Every day, hundreds of people ask me if it’s too late to learn a skill, or master a trade, or change the road they’re on. My answer is always the same. No – it’s never too late. Shortly after paying off his student loan, and comfortably ensconced in a career he didn’t really love, Tom Wilhelm applied for and received a work-ethic scholarship. Was it the best $8,000 mikeroweWORKS ever invested? Hard to say. But it’s certainly up there…
Work Ethic Wednesday
Framing His Future
In 2018 Tom Wilhelm’s future looked pretty bright. He had a lucrative full-time job heading the information technology department at a New England high school, and he’d just written the final check to pay for the bachelor’s degree he’d gotten back in 2006. Debt free and gainfully employed at age 36 was reason to celebrate! Instead, Tom felt “unfulfilled and rudderless,” and he knew exactly why; he couldn’t stop thinking about this quote…
We are called to be architects of the future, not its victims. – R. Buckminster Fuller
Tom couldn’t shake it. He reflected on going to college because he was expected to go to college. He worked in I.T. for the same reason. These weren’t deliberate choices as much as just riding the horse in the direction it was running. As he wrote that check setting himself financially free all he could think about was the one thing that he had wanted to do his whole life – timber-framing. For the uninitiated, timber-framing is post and beam construction that uses no metal. Instead of screws or nails, everything is fastened together with wooden pegs.

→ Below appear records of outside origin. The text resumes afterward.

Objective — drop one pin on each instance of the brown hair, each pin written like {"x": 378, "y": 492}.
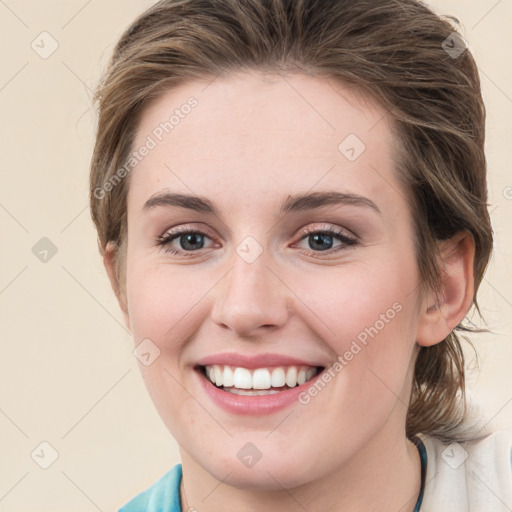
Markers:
{"x": 397, "y": 52}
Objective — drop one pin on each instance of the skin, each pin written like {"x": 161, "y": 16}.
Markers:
{"x": 252, "y": 141}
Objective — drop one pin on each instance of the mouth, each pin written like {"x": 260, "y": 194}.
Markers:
{"x": 258, "y": 381}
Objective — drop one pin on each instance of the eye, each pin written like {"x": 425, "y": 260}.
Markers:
{"x": 188, "y": 240}
{"x": 323, "y": 240}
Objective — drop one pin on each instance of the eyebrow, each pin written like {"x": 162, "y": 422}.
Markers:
{"x": 299, "y": 202}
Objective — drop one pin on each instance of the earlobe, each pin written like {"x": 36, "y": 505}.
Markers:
{"x": 443, "y": 311}
{"x": 109, "y": 261}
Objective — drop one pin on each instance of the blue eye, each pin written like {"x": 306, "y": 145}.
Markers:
{"x": 323, "y": 241}
{"x": 190, "y": 241}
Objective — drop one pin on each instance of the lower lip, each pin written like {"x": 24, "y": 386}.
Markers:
{"x": 256, "y": 405}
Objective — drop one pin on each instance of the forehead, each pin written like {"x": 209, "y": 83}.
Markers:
{"x": 263, "y": 133}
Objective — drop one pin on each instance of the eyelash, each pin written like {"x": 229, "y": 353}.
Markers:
{"x": 165, "y": 240}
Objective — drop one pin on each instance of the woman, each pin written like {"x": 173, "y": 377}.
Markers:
{"x": 290, "y": 200}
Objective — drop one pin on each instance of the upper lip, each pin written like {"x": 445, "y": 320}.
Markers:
{"x": 253, "y": 361}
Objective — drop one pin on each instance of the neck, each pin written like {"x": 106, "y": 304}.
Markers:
{"x": 385, "y": 475}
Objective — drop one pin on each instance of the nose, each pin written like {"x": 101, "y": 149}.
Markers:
{"x": 251, "y": 299}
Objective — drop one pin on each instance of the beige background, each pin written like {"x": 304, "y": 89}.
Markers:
{"x": 68, "y": 376}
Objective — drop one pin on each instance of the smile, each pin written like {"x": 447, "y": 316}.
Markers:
{"x": 258, "y": 381}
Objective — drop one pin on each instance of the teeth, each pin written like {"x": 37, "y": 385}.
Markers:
{"x": 242, "y": 378}
{"x": 278, "y": 378}
{"x": 259, "y": 381}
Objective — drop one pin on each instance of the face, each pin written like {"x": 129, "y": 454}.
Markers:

The obsession started back in 2000. While watching a PBS documentary on Yosemite, Tom saw an old timber-framed structure. It was the most beautiful building he’d ever seen. Tom loved his high school woodworking class and thought, “Wow! I’d love to know how to do that someday.”
2018 finally became Tom’s “someday.” He decided that from then on, he would be the architect of his future and not the victim. Tom quit the I.T. job and applied to the North Bennet Street School in Boston where he got “an education in craftsmanship” as their slogan says. During his first summer break he got hired as an intern at a company called Preservation Timber Framing. When Tom graduated with a certificate in preservation carpentry in 2019, his internship became a full-time job. It still is.
Currently, he and the team at PTF are in the middle of renovating a pre-revolutionary war farmhouse. Tom loves taking something that is dilapidated and rundown and turning it into something beautiful and desirable.
Tom’s advice for the those considering their future is, “Do your best to live up to your own expectations and not others.”